Syria's government delegation presented a document for negotiation which did not mention a transition of power.
The government's "declaration of basic principles" said Syrians would choose a political system without "imposed formulas" from abroad. The opposition immediately rejected it.
"The declaration is outside the framework of Geneva, which centers on creating a transitional governing body. It fails to address the core issue," the opposition's chief negotiator, Hadi al Bahra, told Reuters.
Homs, occupying a strategic location in the center of the country, has been a key battleground, and one of the areas in most urgent need of humanitarian relief. Assad's forces retook many of the surrounding areas last year, leaving rebels under siege in the city center, along with thousands of civilians.
Residents say they have little hope that the Geneva talks will save them.
"The people know that the talk is only about letting in humanitarian aid," activist Yazan Homsi, contacted in one of the besieged parts of Homs, told Reuters. "They want an end to the siege. To break it.
"Sending aid will only extend the duration of the siege. The aid they are talking about will last for a day or a week or two months. But it won't do more than that," he added. An online video from Homs showed demonstrators with Islamist flags denouncing the Geneva talks as "treachery".
Children play in the rubble that litters the streets. The city's buildings are smashed and its mosques are holed by shell fire. In one deserted souk, debris lies in the aisles and the roof is shredded with bullet holes.
A photo recently posted on Facebook shows a frail boy in Homs holding a poster that reads: "Breaking the siege is a non-negotiable demand."
Syrian Deputy Foreign Minister Faisal Mekdad told a news conference on Sunday the government would let women and children leave the city center if rebels gave them safe passage.
Western diplomats said the Syrian government should move quickly to allow aid in or face a possible United Nations Security Council resolution, with Russia and China being urged to reverse their opposition to such a move.
"The ball is still in the regime's court. We understand that a report has gone back to Damascus seeking instructions," one diplomat said.
It highlighted one of the difficulties of the Geneva talks - the opposition delegation only represents some of the rebel factions on the ground.

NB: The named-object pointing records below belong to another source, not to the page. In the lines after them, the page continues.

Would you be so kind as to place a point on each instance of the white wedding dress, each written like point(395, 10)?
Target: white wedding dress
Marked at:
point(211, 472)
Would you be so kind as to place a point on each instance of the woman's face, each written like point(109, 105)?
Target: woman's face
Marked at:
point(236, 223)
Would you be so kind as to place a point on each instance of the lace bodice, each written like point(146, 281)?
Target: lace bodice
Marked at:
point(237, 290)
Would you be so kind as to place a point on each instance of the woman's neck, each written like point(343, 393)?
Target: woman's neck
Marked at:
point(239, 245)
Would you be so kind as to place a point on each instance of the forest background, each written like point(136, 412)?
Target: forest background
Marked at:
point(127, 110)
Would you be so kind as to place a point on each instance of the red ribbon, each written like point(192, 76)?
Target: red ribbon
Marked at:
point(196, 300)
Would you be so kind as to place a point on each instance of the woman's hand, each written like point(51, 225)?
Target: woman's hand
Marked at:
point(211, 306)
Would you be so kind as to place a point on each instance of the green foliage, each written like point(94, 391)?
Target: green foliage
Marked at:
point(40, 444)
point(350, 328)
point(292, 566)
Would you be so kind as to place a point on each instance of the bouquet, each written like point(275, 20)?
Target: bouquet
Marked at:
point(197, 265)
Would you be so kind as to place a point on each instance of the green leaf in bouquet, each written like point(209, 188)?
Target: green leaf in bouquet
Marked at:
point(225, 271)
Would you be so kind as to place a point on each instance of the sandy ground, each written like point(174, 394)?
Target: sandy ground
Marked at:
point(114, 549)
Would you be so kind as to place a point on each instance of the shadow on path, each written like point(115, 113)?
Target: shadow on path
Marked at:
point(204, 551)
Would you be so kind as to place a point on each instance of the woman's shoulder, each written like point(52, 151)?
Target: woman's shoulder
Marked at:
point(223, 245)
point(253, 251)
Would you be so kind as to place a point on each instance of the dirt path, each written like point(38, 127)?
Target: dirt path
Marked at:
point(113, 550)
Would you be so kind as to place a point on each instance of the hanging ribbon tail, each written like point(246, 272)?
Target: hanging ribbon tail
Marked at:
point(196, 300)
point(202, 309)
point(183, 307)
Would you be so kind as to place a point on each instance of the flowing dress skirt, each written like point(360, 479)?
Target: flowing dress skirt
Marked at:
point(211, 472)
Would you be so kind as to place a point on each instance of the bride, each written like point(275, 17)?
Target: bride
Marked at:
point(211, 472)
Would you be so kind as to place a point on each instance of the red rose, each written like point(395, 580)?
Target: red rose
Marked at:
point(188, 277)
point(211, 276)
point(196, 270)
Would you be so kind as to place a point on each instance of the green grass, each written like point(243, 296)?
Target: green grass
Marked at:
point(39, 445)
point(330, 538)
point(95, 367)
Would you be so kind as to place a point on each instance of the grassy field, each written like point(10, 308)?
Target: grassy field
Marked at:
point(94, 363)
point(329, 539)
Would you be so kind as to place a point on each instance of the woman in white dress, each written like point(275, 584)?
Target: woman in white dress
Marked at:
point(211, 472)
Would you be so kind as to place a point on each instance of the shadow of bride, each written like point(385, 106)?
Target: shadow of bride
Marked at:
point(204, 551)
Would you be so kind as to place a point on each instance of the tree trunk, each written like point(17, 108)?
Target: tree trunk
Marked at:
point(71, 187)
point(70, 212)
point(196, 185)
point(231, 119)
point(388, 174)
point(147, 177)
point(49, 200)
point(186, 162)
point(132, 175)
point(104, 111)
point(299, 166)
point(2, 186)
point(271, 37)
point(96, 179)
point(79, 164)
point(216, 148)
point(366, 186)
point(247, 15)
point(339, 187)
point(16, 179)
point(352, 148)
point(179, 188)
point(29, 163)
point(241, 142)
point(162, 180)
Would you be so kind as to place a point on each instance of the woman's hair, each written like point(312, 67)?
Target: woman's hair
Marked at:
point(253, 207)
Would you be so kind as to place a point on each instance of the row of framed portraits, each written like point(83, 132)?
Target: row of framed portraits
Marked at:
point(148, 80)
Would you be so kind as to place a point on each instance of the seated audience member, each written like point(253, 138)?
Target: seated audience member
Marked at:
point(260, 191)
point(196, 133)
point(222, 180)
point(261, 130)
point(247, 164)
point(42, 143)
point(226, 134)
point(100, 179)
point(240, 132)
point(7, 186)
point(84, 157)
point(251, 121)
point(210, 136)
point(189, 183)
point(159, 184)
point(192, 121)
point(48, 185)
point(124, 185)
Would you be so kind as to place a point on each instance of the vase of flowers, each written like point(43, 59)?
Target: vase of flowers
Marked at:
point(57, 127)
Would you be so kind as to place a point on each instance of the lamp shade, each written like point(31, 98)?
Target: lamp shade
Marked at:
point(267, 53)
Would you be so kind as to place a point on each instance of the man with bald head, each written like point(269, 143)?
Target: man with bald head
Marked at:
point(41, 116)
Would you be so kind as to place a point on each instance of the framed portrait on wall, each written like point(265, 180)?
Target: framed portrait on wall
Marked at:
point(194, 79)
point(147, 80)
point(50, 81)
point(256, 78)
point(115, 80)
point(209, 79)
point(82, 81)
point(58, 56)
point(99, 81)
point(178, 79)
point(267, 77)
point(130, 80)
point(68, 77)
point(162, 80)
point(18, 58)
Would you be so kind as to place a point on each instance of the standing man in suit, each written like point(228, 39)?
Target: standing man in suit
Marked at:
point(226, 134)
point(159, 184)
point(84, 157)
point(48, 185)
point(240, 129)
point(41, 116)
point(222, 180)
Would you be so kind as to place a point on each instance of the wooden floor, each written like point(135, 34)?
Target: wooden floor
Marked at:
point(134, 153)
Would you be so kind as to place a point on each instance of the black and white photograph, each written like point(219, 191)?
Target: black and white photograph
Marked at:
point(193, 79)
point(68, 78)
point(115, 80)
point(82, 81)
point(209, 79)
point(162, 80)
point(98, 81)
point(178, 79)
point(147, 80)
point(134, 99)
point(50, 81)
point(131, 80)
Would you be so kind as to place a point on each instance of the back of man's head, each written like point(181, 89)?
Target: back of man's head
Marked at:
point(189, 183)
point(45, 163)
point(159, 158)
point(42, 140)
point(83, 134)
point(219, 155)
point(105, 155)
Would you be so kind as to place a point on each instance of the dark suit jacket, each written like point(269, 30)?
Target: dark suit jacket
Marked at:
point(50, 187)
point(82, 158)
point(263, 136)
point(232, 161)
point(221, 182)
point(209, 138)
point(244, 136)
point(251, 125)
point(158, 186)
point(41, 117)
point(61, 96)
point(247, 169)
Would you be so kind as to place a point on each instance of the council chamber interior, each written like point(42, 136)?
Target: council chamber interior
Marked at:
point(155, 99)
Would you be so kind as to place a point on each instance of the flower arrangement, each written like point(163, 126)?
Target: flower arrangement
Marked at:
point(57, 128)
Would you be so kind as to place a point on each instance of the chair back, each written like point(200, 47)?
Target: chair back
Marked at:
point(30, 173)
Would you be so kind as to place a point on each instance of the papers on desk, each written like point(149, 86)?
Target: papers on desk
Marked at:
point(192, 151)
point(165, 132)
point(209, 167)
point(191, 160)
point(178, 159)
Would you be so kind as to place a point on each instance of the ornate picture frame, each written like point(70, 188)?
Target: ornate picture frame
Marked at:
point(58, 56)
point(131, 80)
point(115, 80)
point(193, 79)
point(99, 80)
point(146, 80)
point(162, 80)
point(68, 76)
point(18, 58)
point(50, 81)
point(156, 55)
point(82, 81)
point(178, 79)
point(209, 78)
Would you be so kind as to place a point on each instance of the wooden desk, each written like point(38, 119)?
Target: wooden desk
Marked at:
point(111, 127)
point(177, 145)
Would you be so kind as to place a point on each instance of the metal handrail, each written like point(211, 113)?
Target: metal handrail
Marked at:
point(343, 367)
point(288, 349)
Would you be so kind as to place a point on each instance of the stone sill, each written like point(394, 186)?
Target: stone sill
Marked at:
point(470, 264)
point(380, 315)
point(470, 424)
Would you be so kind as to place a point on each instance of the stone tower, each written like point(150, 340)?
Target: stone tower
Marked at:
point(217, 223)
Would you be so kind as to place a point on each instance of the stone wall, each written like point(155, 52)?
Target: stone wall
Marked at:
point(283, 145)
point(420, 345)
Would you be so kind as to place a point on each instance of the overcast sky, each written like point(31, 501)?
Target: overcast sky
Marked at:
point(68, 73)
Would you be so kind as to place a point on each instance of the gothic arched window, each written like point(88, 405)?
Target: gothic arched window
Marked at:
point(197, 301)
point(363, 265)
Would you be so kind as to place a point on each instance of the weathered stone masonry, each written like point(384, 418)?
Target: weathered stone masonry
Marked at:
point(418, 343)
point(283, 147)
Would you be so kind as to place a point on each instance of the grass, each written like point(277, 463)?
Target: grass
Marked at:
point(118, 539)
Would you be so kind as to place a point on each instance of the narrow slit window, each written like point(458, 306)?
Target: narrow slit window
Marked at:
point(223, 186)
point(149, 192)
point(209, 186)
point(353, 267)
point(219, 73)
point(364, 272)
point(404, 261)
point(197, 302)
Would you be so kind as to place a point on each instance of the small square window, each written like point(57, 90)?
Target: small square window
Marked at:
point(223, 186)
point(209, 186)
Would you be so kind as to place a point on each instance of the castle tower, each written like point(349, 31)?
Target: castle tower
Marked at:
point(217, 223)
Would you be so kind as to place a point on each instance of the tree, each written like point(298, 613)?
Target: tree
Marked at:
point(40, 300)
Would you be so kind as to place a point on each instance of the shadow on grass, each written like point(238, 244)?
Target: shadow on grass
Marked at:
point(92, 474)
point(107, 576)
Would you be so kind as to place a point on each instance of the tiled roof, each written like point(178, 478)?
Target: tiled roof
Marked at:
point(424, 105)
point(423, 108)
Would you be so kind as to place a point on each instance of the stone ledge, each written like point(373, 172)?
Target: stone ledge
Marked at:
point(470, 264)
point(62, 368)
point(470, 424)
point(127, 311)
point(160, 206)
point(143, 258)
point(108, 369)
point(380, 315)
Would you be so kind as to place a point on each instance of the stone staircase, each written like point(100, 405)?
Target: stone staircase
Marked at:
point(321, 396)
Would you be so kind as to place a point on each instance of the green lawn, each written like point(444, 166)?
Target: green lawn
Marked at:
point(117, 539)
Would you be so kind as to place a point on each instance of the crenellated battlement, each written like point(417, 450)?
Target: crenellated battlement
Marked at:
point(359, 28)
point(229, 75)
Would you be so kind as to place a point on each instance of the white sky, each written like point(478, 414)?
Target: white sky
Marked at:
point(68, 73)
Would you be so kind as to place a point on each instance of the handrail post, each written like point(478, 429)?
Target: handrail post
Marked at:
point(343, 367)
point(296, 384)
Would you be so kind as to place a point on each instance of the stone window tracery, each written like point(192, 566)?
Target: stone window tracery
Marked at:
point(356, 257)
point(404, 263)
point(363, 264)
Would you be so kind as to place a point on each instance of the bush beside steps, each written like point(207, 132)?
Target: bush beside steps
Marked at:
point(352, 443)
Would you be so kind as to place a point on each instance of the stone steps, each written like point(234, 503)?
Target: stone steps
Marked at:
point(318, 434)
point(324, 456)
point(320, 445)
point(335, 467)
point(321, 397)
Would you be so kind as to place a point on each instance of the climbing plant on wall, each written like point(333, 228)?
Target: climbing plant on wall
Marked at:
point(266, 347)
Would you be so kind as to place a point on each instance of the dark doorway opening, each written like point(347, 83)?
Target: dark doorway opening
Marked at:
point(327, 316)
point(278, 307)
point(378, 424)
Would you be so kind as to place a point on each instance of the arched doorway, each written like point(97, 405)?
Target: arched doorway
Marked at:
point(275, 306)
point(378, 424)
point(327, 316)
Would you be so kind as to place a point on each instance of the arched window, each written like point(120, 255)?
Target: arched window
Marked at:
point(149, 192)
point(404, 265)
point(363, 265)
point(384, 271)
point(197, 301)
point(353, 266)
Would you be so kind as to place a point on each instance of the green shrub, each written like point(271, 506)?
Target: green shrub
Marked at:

Powerful Islamist fighters allied to al Qaeda are not represented at all.
Brahimi said opposition delegates, who have asked for the release of nearly 50,000 detainees, had agreed to a government request to try to provide a list of those held by armed rebel groups - though many of these groups, fighting among themselves, do not recognise the negotiators' authority.
Mekdad said the government had examined an opposition list of 47,000 people believed to have been arrested by Assad's forces and found most had either never been held or were now free. He also denied that any children were being held.
Russian Foreign Minister Sergei Lavrov, whose government has helped Assad resist Western pressure, called for progress on aid, unblocking besieged areas and prisoner exchanges.
Underlining the difficulty of implementing even local agreements on the ground, a UN agency trying to deliver aid to a besieged rebel area of Damascus said state checkpoints had hampered its work, despite assurances from the government that it would allow the distributions.
After years when Western countries believed Assad's days were numbered, the past year has seen his government reclaim territory and solidify its position diplomatically.
The United States abruptly called off strikes meant to punish Damascus for suspected use of chemical arms, ending more than two years of speculation that the West might join the war against Assad as it did against Libya's Muammar Gaddafi in 2011.
Under a deal that headed off US strikes, Assad agreed to give up Syria's poison gas. Shipments of toxins for destruction began this month. A UN agency said more shipments took place on Monday.